Lily konnte die Augen nicht von ihr lösen. Es war, als betrachtete sie ein Traumbild.Ich sollte dort stehen, dachte sie und spürte, wie ein altbekannter Schmerz sie durchströmte. In letzter Zeit war es schwerer geworden, ihn in Worte zu fassen. Er veränderte sich, verlor die scharfen Kanten, war weniger brennend als am Anfang. Aber immer noch nahm er ihr in seiner Heftigkeit den Atem.

Er hatte verschiedene Gesichter, der Schmerz. Meistens das kleine weiße ihres Bruders Michel. Manchmal schoben sich aber auch die warmen und sorgenvollen Augen ihrer Mutter Sylta dazwischen. Oder Lily hatte plötzlich den Duft von alten Büchern in der Nase und sah ihren Vater vor sich. Immer aber war da diese eine Stimme. Dieser eine Geruch. Dieser eine Mensch, der alles überlagerte. Den sie einfach nicht vergessen konnte.
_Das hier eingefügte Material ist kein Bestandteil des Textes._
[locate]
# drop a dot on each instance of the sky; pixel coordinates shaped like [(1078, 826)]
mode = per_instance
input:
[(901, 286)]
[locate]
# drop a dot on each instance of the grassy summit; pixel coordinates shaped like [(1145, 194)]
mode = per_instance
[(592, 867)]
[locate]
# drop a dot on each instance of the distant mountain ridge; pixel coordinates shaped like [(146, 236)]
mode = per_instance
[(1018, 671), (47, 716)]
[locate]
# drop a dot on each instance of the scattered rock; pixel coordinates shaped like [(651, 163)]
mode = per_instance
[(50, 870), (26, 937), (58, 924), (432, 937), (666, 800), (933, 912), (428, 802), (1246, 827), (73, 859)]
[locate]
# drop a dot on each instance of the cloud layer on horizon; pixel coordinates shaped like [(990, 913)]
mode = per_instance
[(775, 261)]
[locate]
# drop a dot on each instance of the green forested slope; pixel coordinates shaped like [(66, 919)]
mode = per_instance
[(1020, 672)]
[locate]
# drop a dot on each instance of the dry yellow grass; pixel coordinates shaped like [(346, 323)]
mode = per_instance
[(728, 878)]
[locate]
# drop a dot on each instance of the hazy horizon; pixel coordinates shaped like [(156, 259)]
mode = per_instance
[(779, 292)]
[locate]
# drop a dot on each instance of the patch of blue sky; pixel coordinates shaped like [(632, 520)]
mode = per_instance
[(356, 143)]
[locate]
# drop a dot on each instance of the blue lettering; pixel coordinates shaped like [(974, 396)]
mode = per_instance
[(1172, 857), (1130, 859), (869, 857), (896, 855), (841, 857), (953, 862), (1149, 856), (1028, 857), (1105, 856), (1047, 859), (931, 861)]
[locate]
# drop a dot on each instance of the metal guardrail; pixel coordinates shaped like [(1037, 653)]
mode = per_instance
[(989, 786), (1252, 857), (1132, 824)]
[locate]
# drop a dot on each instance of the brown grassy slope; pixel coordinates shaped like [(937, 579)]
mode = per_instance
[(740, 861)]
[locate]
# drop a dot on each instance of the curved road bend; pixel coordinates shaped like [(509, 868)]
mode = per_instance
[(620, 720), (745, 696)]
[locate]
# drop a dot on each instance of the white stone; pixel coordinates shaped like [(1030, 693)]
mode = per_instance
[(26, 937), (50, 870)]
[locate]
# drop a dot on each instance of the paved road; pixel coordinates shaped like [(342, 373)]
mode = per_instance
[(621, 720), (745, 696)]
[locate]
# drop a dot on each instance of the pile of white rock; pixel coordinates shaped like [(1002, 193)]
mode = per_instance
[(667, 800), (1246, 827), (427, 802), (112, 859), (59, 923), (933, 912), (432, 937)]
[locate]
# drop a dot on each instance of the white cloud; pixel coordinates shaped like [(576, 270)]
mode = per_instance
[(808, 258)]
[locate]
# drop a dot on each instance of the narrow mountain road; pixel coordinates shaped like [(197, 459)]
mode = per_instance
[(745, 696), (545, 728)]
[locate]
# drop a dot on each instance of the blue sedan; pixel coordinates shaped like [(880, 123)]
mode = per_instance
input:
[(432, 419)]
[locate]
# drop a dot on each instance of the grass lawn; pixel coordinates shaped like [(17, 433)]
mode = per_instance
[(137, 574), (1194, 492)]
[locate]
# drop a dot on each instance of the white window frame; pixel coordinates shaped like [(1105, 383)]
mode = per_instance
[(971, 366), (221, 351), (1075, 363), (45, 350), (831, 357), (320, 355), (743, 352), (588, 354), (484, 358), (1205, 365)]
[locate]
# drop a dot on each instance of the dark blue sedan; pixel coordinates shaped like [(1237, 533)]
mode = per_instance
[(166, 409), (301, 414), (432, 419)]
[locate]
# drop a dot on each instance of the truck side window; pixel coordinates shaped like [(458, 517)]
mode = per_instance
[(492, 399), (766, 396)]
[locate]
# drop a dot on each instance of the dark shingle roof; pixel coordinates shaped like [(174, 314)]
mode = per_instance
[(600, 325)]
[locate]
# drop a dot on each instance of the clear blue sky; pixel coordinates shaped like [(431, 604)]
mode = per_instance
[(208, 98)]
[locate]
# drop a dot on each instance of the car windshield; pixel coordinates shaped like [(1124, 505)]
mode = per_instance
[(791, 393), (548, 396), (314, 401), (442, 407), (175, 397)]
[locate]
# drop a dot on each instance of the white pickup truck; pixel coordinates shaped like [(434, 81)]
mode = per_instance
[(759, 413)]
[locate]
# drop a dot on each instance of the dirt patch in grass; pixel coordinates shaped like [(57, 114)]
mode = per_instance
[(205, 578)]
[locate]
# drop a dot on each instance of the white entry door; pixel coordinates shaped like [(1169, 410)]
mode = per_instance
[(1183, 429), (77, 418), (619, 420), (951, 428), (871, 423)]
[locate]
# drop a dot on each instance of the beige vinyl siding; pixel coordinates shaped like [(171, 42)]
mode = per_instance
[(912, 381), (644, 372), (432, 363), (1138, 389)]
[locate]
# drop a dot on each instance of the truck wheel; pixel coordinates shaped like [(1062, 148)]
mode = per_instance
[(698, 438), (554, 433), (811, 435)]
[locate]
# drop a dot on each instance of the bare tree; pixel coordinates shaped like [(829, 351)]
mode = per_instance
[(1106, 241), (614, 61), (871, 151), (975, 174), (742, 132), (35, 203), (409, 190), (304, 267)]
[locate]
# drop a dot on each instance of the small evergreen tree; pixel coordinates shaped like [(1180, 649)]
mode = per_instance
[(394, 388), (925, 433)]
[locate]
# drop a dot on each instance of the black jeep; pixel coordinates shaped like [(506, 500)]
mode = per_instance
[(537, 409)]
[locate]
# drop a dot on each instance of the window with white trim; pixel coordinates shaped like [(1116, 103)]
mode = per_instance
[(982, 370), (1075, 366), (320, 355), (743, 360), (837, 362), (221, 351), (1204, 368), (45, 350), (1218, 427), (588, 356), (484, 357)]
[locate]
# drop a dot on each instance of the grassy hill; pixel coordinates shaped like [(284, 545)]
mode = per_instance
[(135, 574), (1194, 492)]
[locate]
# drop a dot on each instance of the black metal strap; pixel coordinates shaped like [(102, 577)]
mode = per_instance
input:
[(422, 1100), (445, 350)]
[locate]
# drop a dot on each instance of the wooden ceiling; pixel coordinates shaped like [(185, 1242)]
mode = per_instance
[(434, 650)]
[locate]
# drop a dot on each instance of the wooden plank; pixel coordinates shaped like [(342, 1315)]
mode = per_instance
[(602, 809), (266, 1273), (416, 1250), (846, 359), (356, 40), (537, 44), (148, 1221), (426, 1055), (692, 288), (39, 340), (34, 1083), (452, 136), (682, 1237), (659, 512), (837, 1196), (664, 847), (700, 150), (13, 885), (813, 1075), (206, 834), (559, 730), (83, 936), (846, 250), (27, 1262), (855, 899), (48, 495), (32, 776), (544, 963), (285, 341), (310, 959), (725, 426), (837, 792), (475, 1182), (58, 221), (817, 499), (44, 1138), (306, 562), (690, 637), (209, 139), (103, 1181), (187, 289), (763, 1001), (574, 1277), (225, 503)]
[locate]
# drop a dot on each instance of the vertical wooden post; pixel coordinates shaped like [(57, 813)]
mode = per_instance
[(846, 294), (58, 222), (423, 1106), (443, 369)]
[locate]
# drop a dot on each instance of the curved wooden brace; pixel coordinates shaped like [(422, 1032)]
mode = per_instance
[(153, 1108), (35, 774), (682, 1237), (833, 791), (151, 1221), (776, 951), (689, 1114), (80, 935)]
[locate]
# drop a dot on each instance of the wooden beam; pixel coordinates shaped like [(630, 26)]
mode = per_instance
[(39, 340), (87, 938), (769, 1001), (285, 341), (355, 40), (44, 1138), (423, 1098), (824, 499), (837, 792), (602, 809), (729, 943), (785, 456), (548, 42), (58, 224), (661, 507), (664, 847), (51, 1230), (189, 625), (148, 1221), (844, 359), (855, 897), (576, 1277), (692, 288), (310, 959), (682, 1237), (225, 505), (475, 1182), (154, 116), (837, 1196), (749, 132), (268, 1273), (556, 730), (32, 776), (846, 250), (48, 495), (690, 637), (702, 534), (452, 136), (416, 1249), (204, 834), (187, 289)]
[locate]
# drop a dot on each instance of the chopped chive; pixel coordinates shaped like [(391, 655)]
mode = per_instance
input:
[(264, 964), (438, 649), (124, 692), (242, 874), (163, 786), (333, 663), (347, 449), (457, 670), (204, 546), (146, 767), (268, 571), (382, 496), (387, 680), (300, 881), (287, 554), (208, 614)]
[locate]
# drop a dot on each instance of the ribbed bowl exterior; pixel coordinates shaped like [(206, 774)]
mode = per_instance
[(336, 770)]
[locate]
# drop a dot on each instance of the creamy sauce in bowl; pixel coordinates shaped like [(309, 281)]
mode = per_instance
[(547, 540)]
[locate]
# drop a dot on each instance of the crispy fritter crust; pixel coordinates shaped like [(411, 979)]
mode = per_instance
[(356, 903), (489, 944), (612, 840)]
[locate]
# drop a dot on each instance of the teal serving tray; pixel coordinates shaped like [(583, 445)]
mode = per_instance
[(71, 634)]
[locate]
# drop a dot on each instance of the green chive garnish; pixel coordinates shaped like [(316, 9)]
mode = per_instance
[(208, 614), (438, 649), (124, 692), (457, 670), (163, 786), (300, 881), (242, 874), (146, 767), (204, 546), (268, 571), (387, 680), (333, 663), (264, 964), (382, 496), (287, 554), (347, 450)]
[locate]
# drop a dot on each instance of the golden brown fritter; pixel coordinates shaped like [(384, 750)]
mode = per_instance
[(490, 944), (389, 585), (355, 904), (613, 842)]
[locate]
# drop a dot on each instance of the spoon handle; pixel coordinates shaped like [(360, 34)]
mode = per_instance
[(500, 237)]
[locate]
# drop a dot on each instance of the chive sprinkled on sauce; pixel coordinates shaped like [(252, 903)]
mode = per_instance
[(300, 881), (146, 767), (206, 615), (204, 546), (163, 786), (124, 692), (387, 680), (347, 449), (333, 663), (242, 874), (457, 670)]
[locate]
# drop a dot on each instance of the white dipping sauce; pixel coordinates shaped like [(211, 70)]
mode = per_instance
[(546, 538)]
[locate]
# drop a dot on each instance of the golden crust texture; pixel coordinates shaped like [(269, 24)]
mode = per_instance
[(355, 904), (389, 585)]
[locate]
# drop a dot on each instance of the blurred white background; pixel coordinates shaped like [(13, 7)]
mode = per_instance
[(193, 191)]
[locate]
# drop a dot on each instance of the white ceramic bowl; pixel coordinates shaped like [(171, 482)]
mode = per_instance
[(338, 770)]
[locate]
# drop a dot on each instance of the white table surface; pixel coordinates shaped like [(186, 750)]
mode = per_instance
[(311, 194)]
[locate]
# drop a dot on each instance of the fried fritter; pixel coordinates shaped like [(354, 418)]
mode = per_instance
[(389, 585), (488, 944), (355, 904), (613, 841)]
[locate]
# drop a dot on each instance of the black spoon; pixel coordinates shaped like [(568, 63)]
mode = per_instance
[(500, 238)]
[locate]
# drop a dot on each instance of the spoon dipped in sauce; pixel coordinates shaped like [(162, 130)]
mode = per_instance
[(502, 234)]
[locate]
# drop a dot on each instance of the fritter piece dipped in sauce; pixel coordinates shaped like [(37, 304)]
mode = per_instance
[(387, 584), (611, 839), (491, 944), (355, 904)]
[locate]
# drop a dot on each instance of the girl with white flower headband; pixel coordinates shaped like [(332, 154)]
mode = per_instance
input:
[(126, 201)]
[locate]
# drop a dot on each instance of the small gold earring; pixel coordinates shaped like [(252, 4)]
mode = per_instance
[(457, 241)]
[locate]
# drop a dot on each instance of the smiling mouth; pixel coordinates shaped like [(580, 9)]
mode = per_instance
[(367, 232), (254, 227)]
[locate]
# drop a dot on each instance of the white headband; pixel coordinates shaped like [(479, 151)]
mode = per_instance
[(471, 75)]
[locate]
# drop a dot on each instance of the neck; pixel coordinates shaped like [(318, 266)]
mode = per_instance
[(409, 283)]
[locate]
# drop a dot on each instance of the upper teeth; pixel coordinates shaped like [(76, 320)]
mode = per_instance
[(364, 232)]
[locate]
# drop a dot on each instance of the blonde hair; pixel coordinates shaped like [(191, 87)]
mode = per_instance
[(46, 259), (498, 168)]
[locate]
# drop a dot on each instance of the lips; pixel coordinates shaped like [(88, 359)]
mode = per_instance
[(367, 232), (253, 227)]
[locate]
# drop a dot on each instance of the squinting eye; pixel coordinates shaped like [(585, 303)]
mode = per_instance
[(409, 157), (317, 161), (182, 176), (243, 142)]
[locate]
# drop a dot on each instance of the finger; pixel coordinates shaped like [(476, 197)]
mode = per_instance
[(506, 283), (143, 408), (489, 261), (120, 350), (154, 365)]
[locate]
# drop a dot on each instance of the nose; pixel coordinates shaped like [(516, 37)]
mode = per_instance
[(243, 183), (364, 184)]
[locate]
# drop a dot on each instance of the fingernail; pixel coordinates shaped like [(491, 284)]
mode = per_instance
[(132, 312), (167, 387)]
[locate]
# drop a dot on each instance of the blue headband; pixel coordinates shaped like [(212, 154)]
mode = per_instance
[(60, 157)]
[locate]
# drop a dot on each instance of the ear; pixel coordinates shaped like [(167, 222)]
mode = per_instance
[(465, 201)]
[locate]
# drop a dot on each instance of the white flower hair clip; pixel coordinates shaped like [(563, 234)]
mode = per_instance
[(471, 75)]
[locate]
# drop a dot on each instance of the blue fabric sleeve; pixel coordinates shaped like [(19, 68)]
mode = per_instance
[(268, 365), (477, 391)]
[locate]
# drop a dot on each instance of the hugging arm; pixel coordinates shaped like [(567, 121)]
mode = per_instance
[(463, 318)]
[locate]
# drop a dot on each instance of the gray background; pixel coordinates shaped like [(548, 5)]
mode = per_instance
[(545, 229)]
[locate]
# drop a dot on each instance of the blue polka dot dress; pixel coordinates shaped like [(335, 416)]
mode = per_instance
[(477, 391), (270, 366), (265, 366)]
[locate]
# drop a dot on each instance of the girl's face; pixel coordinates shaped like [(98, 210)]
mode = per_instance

Egal, wie sehr sie es auch versuchte.

 

Um sie herum herrschte rege Geschäftigkeit. Riesige Dampfpumpwerke verrichteten am Kai ihre Arbeit, Taue wurden eingezogen, die Gangway zurück an ihren Platz geschoben. Menschen riefen durcheinander, einige weinten, andere winkten immer noch. Lily winkte nicht. Es gab auf diesem Schiff niemanden, den sie kannte – wie auf allen anderen, die in den letzten drei Jahren den Hafen von Liverpool verlassen hatten. Trotzdem stand sie beinahe jede Woche am Kai und sah beim Ablegen zu.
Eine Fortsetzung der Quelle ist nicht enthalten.